Помню, сначала меня пронзило чувство стыда. Я помнил рассказы, которые слышал ребёнком. Через нашу деревню проходило множество немцев, бежавших с территории бывшей Восточной Пруссии, и все они рассказывали о советских солдатах, которые разрушали дома мирных жителей, убивали, насиловали женщин. Ребёнком я не знал о зверствах со стороны немцев, правду обнаружил чуть позже.
Шли годы. В тридцать лет я женился, у нас родились дети. Я всегда буду благодарен жене и дочери Анне-Лене за то, что они подтолкнули меня найти отца. Они обе совсем не такие, как я, — им важно знать правду. В школе у дочери начался обмен учеников между Россией и Германией. Анна-Лена поехала в Ижевск, и я решил присоединиться к ней. В этой поездке мы встретились с жителями удмуртской деревни Старая Молния, слушали песни пожилых женщин, и одна из них меня приобняла. И тогда во мне что-то шевельнулось: «Герд, где-то здесь, в России живёт твоя бабушка. Наверняка ей бы тоже хотелось знать, что у неё есть внук».
Не понадобилось никаких тестов, чтобы семья поверила, что я сын Анатолия.
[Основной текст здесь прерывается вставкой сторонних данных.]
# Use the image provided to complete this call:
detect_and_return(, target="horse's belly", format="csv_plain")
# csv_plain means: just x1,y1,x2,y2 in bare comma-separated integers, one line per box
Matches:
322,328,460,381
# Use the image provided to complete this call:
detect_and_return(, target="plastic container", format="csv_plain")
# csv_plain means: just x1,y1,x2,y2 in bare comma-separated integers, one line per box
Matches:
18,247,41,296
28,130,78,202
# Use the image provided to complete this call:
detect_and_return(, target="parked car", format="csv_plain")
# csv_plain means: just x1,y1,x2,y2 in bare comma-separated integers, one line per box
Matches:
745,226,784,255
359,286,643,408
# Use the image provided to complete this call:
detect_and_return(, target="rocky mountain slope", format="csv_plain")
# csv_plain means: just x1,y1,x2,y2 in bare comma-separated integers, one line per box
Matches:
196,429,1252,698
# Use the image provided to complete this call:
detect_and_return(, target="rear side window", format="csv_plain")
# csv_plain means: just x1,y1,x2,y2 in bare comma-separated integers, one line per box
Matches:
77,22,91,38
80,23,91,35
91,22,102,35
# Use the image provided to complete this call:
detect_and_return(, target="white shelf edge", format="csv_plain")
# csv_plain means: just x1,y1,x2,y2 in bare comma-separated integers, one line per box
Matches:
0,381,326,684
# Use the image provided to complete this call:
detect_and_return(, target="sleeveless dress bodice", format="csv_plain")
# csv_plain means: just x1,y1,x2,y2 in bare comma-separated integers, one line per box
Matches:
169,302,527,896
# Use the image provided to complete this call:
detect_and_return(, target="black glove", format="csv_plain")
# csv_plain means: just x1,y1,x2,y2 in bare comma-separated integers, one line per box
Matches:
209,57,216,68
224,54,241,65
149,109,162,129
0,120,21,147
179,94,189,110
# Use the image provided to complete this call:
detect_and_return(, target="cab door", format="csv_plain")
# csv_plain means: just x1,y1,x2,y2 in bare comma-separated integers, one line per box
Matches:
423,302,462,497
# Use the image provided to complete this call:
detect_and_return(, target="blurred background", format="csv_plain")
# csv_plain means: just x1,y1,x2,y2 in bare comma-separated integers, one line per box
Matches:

Меня сразу приняли как родного, сказали, что я вылитый отец
Я решил найти российских родственников. Эта идея очень напугала маму. Я постарался успокоить её и объяснил, что теперь совсем другое время и камня в неё никто не бросит. Мама рассказала об отце чуть больше: его звали Анатолий, в 1945-м ему было около двадцати трёх лет, о его смерти ей сообщил охранник лагеря. Она запомнила этот день — 15 марта. В тот момент мама ещё не знала, что беременна, — выходит, что и отец мой отец умер, не зная, что у него будет сын. С этими сведениями я позвонил в Зандбостель, где находился лагерь военнопленных. К поиску подключились сотрудники мемориальных фондов Дрездена и Ганновера.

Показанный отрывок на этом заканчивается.